秘密の花園

By siki, 2021年7月7日

「秘密の花園」と呼びたくなるような場所が、いくつかある。

厳密には「秘密」ではないのだけれど、

多くの人に、その場所や価値を知られていないところ。

 

長峰山だって、そうだと思う。

長峰山の山頂草原も蝶の森の草原も、すばらしい秘密の花園だと思ってる。

ほとんどの人は、いい眺めだね、いい森だね、と歩いたり眺めたりしていて通り過ぎる。

それでもまったくOK!なのだけれど

でもそこがすばらしい花園だって知ってたら・・・

 

私にとって魅力的な花園は、

太古から育まれたその地の自然に、人の手がはいることで、

オープンで明るい環境となり、多様な草花が生き生きと命をつないでいるところ。

自然に任せていることによって、

そこには、特別な驚きや計り知れない自然の姿があらわれるから。

 

6月の終わりに訪ねたところは、

あまりオープンにはしていないので、やや本当に「秘密の花園」といえる。

そこには周辺の地域では(全国的にも)、軒並み激減してしまった動植物たちが暮らしている。
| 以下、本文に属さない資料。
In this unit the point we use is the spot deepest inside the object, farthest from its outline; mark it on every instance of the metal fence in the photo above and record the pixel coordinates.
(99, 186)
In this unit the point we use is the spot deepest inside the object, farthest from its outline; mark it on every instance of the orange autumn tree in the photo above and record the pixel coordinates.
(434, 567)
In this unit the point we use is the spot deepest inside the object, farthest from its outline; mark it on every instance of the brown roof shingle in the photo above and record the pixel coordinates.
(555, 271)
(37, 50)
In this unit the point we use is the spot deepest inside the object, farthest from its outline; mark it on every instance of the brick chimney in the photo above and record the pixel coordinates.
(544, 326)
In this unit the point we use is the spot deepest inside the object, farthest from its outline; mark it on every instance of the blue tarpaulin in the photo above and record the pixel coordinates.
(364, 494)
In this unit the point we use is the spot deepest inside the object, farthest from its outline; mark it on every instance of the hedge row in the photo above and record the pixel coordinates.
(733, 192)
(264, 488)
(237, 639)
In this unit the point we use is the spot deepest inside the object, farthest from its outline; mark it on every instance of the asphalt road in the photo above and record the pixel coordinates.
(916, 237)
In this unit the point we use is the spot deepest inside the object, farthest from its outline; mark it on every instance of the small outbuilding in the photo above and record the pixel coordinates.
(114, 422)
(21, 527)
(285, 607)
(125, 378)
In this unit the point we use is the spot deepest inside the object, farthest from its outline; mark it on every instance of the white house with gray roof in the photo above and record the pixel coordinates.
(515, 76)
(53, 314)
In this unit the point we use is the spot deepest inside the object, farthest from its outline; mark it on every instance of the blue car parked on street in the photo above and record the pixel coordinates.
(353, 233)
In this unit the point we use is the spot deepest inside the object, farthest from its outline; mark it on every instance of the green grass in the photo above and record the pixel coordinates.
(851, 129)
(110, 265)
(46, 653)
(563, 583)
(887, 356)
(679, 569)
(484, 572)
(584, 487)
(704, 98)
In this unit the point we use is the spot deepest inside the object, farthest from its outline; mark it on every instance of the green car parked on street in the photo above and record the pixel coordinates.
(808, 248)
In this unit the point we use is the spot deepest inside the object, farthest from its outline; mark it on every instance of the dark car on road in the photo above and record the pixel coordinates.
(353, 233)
その環境は、この地を愛するひとりの男性の手によって保たれているのだ。

 

その花園には湿地があり、そこには日本一小さなトンボ、ハッチョウトンボがたくさん生息している。

トキソウがかわいらしく満開。

ヒツジグサ。スイレンではなくて。

アサザが咲き始めていた。まわりでたくさん蕾があがっている。いちめんに黄色く咲くのだそう。

草原の花たちはまだこれから、というかんじ。

ササユリがひときわ大きく、あちこちに咲き誇る。

ウツボグサ、レンゲツツジも満開。

湿原にはヨシも多く生えていて、「ヨシは刈っているんですか?」と尋ねると

「刈ると他の植物に影響があるから、一本一本に除草剤を塗っているんだよ。

そうすると根っこまで枯れるからね。このまえ200本くらいやったかな、疲れちゃったけどね!

ほら、あのヨシ、黄色くなってるでしょう。」

彼の細やかな心遣いと手の入れようが伝わってくる。

 

この日は子どもたちと、自然観察のおさんぽも兼ねていた。

小さい子が見つけてくれたのは、トンボの羽化。

「なんか大きい虫がいるよ」というのでみにいったら・・・はじめてみたよ!

小さい子どもたちの発見力ってほんとにすごい。

 

豊かな時間だなぁ、とじんわり感じた、梅雨の合間の1日。